Para llevar a cabo este tipo de impresión se prepara la plancha flexible mediante un tratamiento de luz UV. Esto es así ya que el material del que está hecho la plancha es fotosensible. Se elabora a partir de un negativo altamente contrastado de la imagen, que se coloca sobre el material fotosensible. El negativo y la luz UV modelan la plancha creando zonas de alto relieve en la superficie de ésta.

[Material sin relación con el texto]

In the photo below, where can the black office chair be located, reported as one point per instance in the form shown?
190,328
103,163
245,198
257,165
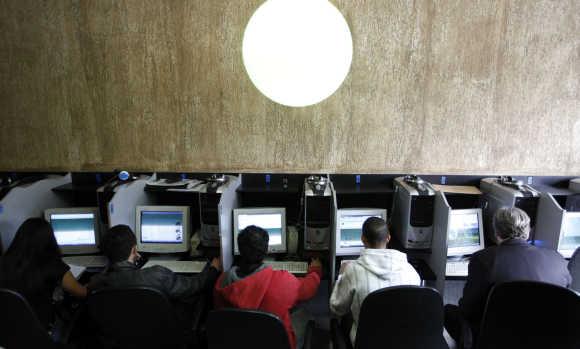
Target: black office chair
19,326
528,314
136,317
397,317
574,268
241,328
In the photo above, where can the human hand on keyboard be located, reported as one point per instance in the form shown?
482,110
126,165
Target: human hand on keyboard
216,263
315,263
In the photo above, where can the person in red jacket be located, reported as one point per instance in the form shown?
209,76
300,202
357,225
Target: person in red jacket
253,285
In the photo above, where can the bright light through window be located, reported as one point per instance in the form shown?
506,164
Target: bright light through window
297,52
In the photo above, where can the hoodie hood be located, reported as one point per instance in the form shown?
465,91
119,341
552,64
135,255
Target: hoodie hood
247,292
382,262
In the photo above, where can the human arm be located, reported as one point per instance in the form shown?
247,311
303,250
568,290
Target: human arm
187,288
309,284
72,286
343,293
475,291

Después, la plancha se coloca en el rodillo. Este se entinta al entrar en contacto con el otro rodillo llamado anilox, que puede ser de cerámica o acero. A lo largo de la superficie de este rodillo se distribuyen miles de pequeñas cavidades. En éstas se alojará la tinta que, al girar, entintará directamente las zonas que están en relieve de plancha flexible. Tras ser entintada, la plancha sigue girando en su rodillo y entra en contacto directo con el sustrato a imprimir.

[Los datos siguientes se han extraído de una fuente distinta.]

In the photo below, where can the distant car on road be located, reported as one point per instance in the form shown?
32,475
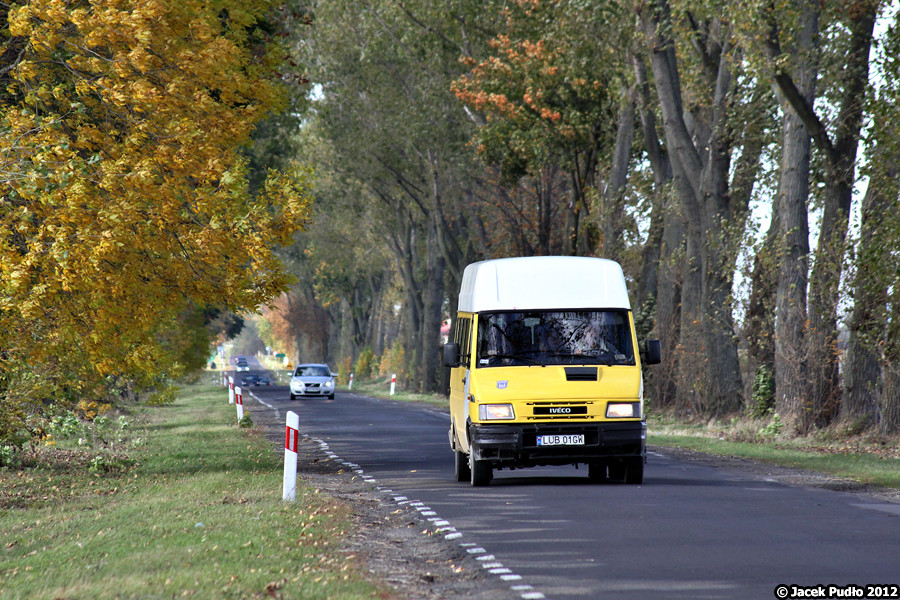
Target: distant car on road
250,380
312,379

Ventajas e inconvenientes de la flexografía
La flexografía tiene sus ventajas e inconvenientes. Algunas de sus ventajas son que es un sistema de impresión perfecto para imprimir todo tipo de gráficos en soportes como el plástico. La plancha impresora es muy flexible y se adapta a todo tipo de soportes, y la tinta se seca muy rápidamente. Además, se trata de un sistema bastante económico. Sin embargo, uno de sus inconvenientes es que al imprimir en superficies desiguales, la precisión de la impresión puede bajar de calidad. Para ello, deberíamos utilizar sistemas como el huecograbado o el offset que nos proporcionarán mejores resultados.